VIOLATION: CONTENT OF RECORD - DISCHARGE SUMMARY Tag No: A0468
Based on interview and record review the facility failed to ensure patient medical records discharge summaries were completed within thirty days of the patient's discharge for 280 of 280 discharges reviewed. The facility census was 19.

Findings included:

Review of the facility's policy titled, "Medical Record Delinquency Reporting" revised 11/2016, showed direction for staff to complete patient medical records with a discharge summary within thirty days from the patient's discharge per state and hospital policy.

Review of the facility's notice, dated 08/09/18, showed that Staff S, Physician, had 160 discharge summaries that were more than 30 days delinquent from the patient's discharge. The delinquent discharge summaries dated from 03/07/18 through 07/05/18.

Review of the facility's notice, dated 08/09/18, showed that Staff II, Physician, had 73 discharge summaries that were more than 30 days delinquent from the patient's discharge. The delinquent discharge summaries dated from 10/06/17 through 07/09/18.

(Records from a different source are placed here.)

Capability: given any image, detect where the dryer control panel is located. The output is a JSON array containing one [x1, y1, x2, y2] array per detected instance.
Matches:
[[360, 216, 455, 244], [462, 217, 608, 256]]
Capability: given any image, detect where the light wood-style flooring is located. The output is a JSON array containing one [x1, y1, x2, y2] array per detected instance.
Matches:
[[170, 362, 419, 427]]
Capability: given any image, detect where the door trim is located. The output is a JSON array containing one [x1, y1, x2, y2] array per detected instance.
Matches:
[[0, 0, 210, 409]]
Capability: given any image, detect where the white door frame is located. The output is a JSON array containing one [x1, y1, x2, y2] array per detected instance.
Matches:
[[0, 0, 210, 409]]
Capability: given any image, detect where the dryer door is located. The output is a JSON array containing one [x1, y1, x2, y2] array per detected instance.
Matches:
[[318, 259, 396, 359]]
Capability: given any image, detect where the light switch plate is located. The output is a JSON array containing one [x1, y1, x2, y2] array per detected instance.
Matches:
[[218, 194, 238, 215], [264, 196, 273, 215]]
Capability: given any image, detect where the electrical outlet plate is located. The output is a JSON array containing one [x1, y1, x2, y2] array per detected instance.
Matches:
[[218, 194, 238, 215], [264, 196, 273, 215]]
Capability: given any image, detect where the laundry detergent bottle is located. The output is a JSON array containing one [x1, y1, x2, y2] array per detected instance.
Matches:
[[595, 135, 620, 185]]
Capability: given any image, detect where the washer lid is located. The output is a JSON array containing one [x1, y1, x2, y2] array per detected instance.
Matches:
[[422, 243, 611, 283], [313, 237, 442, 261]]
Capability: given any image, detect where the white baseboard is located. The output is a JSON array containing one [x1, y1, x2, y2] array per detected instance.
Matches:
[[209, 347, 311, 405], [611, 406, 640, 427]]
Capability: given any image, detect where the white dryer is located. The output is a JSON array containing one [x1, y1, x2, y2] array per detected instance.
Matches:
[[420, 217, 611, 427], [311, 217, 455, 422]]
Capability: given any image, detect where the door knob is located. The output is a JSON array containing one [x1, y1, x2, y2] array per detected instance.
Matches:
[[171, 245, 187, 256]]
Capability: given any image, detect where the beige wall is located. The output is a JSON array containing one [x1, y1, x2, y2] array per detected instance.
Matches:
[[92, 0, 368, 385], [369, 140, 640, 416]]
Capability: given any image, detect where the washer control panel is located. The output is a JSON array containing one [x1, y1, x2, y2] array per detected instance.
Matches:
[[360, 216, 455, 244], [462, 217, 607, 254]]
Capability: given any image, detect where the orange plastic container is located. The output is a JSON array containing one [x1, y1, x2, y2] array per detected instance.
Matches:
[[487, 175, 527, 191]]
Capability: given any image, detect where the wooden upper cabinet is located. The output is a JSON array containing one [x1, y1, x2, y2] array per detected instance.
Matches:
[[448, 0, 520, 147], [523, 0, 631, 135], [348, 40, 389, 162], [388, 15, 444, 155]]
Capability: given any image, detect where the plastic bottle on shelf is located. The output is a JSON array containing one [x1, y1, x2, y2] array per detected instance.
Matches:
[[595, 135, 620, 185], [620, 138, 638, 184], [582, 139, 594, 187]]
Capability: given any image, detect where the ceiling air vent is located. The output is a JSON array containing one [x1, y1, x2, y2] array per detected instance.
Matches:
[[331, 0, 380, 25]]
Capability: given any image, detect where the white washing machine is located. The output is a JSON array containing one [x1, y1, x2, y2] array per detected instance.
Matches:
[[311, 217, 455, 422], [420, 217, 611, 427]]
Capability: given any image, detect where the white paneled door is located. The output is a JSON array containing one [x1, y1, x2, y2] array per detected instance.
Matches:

Review of the facility's notice, dated 08/09/18, showed that Staff G, Physician, had 33 discharge summaries that were more than 30 days delinquent from the patient's discharge. The delinquent discharge summaries dated from 08/24/17 through 07/09/18.

Review of the facility's notice, dated 08/09/18, showed that Staff HH, Physician, had 14 discharge summaries that were more than 30 days delinquent from the patient's discharge. The delinquent discharge summaries dated from 10/26/17 through 06/25/18.

During an interview on 08/15/18 at 11:00 AM, Staff EE, Director of Health Information Management (HIM) stated that patient's medical records should be completed with a discharge summary within thirty days of the patient's discharge from the facility.

During an interview on 08/15/18 at 1:30 PM Staff J, Chief Executive Officer (CEO), stated that it was a challenge to get the physicians to complete the medical record.